Let ABC be a triangle with ∠BAC ≠ 90. Let O be the circumcenter of the triangle ABC and let Г be the circumcircle of the triangle BOC. Suppose that Г intersects the line segment AB at P different from B, and the line segment AC at Q different from C. Let ON be a diameter of the circle Г. Prove that the quadrilateral APNQ is a parallelogram.

Solution by Steve Dinh, a.k.a. Vo Duc Dien (tặng bạn học cũ Nguyễn Hựu Trung Học Tỉnh Hạt Thuận An)

Let the circumcircle of triangle ABC be C, M be the midpoint of AC and E the intersection of C and PC. Also let r and R be the radii of C and Г, respectively.

Consider two right triangles MOC and QON with ∠ONQ = ∠OCQ (subtends arc OQ). So they are similar; therefore, MC/OC = QN/ON or MC/r = QN/2R or AC/QN = r/R or ∠ABC = ∠NPQ.

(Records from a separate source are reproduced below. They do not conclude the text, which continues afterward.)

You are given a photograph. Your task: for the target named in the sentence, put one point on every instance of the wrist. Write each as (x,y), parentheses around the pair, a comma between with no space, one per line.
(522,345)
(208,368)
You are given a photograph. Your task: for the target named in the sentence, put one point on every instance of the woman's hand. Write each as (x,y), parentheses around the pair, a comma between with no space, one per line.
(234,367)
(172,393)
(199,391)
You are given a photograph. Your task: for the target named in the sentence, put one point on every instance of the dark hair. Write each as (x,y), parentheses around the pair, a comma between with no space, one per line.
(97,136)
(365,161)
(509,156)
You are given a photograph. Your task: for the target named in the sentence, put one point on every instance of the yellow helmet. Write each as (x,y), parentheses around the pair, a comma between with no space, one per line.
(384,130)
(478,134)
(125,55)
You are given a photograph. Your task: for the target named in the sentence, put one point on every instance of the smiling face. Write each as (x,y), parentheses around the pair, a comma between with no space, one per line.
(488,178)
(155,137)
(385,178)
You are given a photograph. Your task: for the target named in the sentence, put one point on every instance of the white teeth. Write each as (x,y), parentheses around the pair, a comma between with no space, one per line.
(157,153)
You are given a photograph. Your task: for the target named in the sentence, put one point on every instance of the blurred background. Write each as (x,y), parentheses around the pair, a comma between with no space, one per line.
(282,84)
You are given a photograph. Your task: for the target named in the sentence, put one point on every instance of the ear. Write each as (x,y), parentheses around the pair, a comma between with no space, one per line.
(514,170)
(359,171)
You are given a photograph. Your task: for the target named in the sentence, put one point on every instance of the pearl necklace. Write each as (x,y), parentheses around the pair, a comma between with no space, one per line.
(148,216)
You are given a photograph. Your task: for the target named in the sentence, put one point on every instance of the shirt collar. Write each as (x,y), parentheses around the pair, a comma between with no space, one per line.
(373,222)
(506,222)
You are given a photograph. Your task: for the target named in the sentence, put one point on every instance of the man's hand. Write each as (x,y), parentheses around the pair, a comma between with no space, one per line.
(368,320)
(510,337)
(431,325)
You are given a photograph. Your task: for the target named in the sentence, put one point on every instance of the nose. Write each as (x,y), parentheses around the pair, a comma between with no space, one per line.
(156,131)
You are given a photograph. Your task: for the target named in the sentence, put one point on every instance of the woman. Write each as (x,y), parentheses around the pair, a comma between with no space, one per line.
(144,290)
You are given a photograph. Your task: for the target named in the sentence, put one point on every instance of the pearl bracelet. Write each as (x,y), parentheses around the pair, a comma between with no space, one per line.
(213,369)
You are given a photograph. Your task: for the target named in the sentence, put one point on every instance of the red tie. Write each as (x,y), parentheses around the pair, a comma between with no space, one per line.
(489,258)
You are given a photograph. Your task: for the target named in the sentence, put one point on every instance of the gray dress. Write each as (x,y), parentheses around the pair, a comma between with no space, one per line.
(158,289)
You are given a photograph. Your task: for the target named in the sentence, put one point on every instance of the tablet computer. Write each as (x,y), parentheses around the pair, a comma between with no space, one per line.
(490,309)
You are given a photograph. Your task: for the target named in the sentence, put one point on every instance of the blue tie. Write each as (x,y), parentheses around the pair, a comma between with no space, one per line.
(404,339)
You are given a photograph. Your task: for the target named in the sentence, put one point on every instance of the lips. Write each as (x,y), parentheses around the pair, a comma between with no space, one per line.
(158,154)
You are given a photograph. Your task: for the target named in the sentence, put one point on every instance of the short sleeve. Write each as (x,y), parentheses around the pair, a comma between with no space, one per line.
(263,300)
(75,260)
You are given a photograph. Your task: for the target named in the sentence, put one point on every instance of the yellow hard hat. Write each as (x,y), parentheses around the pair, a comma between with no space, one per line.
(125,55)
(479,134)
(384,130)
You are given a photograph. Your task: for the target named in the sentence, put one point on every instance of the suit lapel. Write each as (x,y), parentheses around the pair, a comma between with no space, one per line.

We also have ∠PQN = ∠PBN (subtends PN) = 180 - ∠OBN - ∠ABO = 90 - ∠ABO

But ∠ABO = ∠BAO, ∠OBC = ∠OCB and ∠OAC = ∠OCA or

	∠OCB + ∠OCA = ∠ACB =  90 - ∠ABO = ∠PQN

Now ∠BAC = 180 - ∠ABC - ∠ACB = 180 - ∠NPQ - ∠PQN = ∠PNQ

We also have ∠PNQ = ∠PCQ = ∠BAC or AP = PC and BE || AC and since BN is tangent to C, ∠NBE = ∠BCE = ∠BNP (subtends BP) or BE || PN

Along with BE || AC, we have PN || AC.

Now combine with ∠BAC = ∠PNQ, we conclude that APNQ is a parallelogram.